Dari sejumlah kontainer yang dibutuhkan para pelaku usaha, rata-rata hanya 25% saja yang dapat dipenuhi dan bahkan jika kurang beruntung tidak mendapatkan kontainer sama sekali. Akibatnya, kegiatan ekspor pun terganjal.
“Dari 10 – 15 kontainer per minggu yang dibutuhkan, hanya 5 – 6 kontainer saja yang tersedia padahal jumlah yang dibutuhkan tersebut terbilang sedikit. Lalu bagaimana dengan eksportir besar yang membutuhkan kontainer dengan jumlahnya lebih banyak lagi? Dari kebutuhan 100 kontainer per minggu hanya bisa mendapatkan 25-50 kontainer saja,” kata Ketua Presidium HIMKI, Abdul Sobur, di Jakarta, (02/12/2020).
Menurutnya, apabila kondisi tersebut terus berlanjut maka ujung-ujungnya mereka gagal ekspor dan yang lebih menyedihkan lagi eksportir terkena wanprestasi dan kena penalty karena tidak bisa memenuhi kontrak sesuai jadwal.
“Selain itu, keterbatasan space di kapal dan bahkan tidak adanya kapal menyebabkan eksportir terkena demurrage dan diantara mereka terpaksa batal ekspor dan membongkar kembali kontainernya,” ujarnya.

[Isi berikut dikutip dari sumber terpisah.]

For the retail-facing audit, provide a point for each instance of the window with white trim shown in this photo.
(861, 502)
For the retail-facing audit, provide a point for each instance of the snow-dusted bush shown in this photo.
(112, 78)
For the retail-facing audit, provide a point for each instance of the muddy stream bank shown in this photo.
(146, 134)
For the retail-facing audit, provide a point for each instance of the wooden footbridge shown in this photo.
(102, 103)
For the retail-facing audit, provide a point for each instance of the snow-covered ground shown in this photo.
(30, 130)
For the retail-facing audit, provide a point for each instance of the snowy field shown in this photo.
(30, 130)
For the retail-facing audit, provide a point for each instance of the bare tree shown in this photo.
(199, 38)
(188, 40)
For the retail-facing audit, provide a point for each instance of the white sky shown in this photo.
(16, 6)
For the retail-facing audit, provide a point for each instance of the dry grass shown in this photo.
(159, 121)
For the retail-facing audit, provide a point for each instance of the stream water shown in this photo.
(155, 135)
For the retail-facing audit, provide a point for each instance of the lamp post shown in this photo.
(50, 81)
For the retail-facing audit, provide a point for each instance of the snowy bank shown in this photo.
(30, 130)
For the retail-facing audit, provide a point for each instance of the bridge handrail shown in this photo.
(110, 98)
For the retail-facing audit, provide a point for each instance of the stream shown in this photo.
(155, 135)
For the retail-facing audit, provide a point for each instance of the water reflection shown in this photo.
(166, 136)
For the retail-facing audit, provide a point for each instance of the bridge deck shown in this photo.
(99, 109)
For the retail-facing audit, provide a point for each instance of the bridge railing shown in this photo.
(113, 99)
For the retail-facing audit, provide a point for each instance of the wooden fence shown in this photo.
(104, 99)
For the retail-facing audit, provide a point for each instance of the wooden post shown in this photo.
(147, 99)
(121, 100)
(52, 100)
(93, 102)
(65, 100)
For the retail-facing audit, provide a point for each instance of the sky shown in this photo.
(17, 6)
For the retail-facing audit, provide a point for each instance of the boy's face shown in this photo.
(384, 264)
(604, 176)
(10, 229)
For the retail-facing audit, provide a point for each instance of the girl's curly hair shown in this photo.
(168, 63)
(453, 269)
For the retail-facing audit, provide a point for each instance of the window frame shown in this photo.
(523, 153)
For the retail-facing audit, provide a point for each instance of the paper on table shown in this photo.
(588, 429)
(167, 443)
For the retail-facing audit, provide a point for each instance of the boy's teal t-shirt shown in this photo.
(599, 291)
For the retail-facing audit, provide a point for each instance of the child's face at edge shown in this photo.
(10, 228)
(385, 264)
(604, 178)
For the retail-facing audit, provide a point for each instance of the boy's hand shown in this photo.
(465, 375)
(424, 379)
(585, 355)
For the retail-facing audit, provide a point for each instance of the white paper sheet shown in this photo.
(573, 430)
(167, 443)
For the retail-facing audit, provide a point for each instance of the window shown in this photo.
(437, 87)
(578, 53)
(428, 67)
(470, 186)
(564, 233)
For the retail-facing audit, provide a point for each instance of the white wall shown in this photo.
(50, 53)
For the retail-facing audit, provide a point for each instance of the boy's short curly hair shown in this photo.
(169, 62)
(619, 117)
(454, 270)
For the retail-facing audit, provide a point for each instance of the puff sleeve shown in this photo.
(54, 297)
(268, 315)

Menurut Ketua Gabungan Perusahaan Ekspor Indonesia (GPEI) Jakarta Irwandi MA Rajabasa, penyebab dari kelangkaan kontainer antara lain disebabkan oleh turunnya operasional di transshipment port yang belakangan ini hanya 50%.
Selain itu shortage container juga akibat menurunya volume impor menjadikan berkurangnya kontainer yang masuk ke Indonesia. Kelangkaan kontainer ini hampir terjadi di semua pelabuhan, termasuk pelabuhan Medan dan Tanjung Emas, terutama untuk tujuan ekspor ke Asia.
Apabila situasi ini terus berlanjut maka bukan tidak mungkin eksportir akan mengalami kerugian dan bahkan bangkrut. Kelangkaan kontainer telah mengerek naiknya harga freight dan kenaikannya tidak tanggung-tanggung bukan lagi 2 kali lipat melainkan hingga 5 kali lipat bahkan lebih.
Kelangkaan kontainer yang terjadi secara global itu, menurut Ketua Depalindo, Toto Dirgantoro akan terjadi hingga Maret 2021 dan ini murni terjadi bukan karena regulasi tetapi business to business (B to B).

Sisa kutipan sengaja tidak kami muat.